One can do nothing about the cost of alcohol at local level. It must be done centrally. That is being addressed—but inadequately. The marketing of alcohol is something over which local authorities and well-being boards will have no control whatever. The drinks industry is increasingly marketing on the internet and targeting youngsters, particularly in the social networking sphere. I heard recently that one-third of young girls aged 13 to 16 surveyed in Essex are suffering blackouts from excessive drinking. If they continue to drink like that, they will not be ill immediately—they will have good fun and games—but within 10 years, when they get to their late 20s, they will have real problems. What will health and well-being boards be able to do about that? I have been pestering the noble Earl on the labelling issue for quite some time. Nothing can be done about that at local level.
There is one issue that we could have done something about at local level, but we missed our chance. The noble Lord, Lord Clement-Jones, will recall that when we debated the Police and Social Responsibility Bill, we addressed the freedom that people now have to issue licences on a much more liberal basis than used to be the case—we now have a proliferation of off-licences everywhere—but were unable to effect any changes that would have given local authorities greater powers to limit the way in which licences are granted locally. Again, nothing can be done by health and well-being boards.
These are major topics and I wonder how much power there will be to change the course of events. These issues all link to related topics such as obesity and diabetes. It is important that we do not delude ourselves into believing that there will be massive changes without a strong drive from the centre. The nudge-nudge approach will not work with the big drinks industry. Neither, as the noble Baroness, Lady Williams, mentioned this morning, will it work in the context of food, with salt, fats and sugar.
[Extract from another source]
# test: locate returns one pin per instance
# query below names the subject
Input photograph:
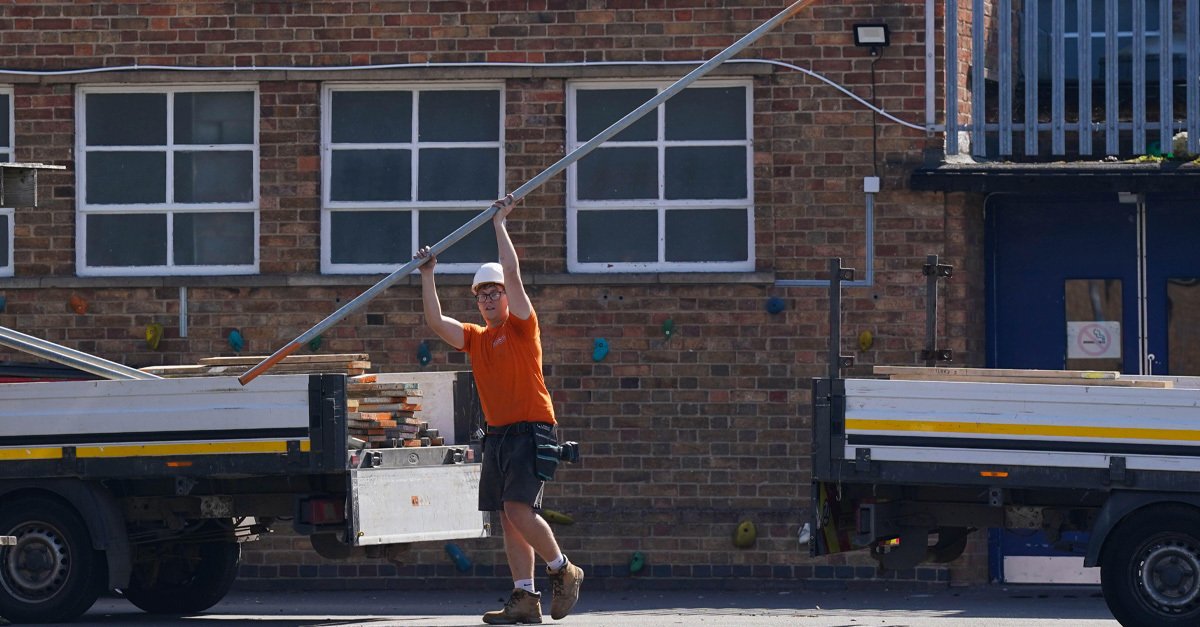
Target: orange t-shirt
(507, 362)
These are real problems for people and very little change will be effected at local level; it must all be done centrally.
I come back to the amendments before us. They are very modest and I see no reason why they cannot be accepted. In particular, I will look at the endeavour to achieve change at GP level. Many GPs have been very innovative. Initiatives have been offered to them to effect changes and a number of them have taken up the cudgels and worked adventurously to identify the problems at local level in their communities. Many more have not been doing anything like what should have been done. The Government have declined to accept the screening possibility that was mentioned. Again, I hope that they will be prepared to review their position on that.
Overall, I urge the Government not to reject the modest changes here, but to accept the amendments.